Tuesday, January 20, 2009

Choices

I have never been good at making choices.

I picked out my first American Girl doll, Samantha, only after my cousin Leslie picked her first.
The second one, Addy, was exactly the same situation.

I ended up going to the University of Michigan
because I prayerfully picked it out of a hat
after I cried in indecision 6 days before the deadline.

I think I may be the only person that
cried for two days after getting offered
my first teaching job.

Last year, after I signed my teaching contract,
I walked half way to the office to turn it in,
only to turn around and walk back into my room.
Then I turned it in a half hour later.

Looking back, I don't think I regret a single "big" choice I have made.
Yet, at the time, I fear the possibility of regret, of walking out of God's will.

I always wish that I could be 100% sure of a choice I make.
In reality, I think I have only ever been 73% sure of any choice.

Robert Frost's poem says it well in "The Road Not Taken":

Two roads diverged in a yellow wood,
And sorry I could not travel both
And be one traveler, long I stood
And looked down one as far as I could
To where it bent in the undergrowth.

This is how I often feel. Two roads appear in front of me,
and I know I have to choose.

I strain my neck to see what the future holds
with one decision or the other,
but I can't see.

I can't see the future. I can't see what the future holds
for any particular earthly choice.
But I want to.

desperately.

So I pray.
And I hope. And I struggle.
And I do what I think God wants for me, and I believe that
He has what is best.
And He often tells me in a whisper when I want him to
tell me in a blaze of fire or roaring thunder.
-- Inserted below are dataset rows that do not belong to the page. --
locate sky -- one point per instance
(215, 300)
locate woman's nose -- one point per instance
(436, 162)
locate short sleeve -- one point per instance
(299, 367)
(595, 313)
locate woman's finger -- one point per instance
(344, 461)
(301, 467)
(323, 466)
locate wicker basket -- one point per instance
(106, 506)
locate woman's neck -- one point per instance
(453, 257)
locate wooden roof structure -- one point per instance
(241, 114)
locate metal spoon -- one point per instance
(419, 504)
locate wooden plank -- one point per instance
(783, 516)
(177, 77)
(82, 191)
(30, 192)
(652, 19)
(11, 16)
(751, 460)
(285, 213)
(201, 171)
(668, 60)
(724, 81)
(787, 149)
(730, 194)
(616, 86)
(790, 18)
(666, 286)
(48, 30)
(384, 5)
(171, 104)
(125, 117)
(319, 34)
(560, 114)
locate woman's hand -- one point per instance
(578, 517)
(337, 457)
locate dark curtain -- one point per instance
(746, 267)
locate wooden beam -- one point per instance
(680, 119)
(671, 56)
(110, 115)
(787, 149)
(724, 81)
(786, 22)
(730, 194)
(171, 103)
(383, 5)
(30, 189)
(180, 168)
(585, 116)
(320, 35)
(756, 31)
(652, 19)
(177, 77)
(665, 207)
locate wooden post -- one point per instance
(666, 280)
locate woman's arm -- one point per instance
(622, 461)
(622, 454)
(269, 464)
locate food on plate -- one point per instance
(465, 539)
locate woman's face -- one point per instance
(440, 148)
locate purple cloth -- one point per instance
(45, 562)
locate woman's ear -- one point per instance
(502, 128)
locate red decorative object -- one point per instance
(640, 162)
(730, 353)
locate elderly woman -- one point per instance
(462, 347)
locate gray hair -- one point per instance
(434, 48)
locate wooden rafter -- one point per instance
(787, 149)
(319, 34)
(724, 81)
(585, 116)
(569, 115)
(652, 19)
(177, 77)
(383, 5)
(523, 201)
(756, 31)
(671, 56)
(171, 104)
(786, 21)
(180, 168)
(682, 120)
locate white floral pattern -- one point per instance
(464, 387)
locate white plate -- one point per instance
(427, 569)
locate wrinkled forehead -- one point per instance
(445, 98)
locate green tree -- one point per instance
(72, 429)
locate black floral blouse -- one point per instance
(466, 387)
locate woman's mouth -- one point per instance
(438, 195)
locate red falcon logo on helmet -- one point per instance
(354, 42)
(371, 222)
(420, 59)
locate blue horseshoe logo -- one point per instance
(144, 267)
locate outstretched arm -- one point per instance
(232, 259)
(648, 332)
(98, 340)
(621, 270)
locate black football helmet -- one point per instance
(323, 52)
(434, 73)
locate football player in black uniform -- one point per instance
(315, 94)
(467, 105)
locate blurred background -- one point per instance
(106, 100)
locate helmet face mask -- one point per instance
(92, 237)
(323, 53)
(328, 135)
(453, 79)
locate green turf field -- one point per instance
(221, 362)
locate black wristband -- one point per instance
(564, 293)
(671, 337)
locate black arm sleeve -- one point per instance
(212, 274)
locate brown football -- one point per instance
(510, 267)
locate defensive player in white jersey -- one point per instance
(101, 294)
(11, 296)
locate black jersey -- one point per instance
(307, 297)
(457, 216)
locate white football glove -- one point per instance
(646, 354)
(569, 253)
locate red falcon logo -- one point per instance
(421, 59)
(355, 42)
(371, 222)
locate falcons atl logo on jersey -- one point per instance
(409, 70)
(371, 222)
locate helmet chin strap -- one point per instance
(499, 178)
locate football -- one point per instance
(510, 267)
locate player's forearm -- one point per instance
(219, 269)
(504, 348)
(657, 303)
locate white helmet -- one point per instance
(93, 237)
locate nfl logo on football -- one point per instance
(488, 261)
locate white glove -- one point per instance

And I know that all I can do is pray and struggle with Him,
knowing that He will guide my footsteps.

I have been listening to Brandon Heath a lot lately,
and I am moved by these lyrics in his song, "Trust You":

It's never easy changing direction.
It's so unnatural to loosen up my grip.
Are You growing weary of my good intentions?
But I know that You don't work that way.

I'm not gonna fight You anymore.
I'm not gonna try to lock the door.
I needed life, You gave me Yours.
You took Your life and gave me Yours.
There's no reason why
I shouldn't trust You with mine.

I realize that trusting Him with my life is a daily decision.
Because I daily doubt His goodness and provision for me.

But when I think about it, He has guided me in every decision
and every moment so far,
and I know that I can trust Him for tomorrow.
Even when I can't see it.

2 comments:

Anonymous said...

Keep trusting Him. God is sovereign and he will lead you.

Anonymous said...

One day at a time. God gives us grace for each day.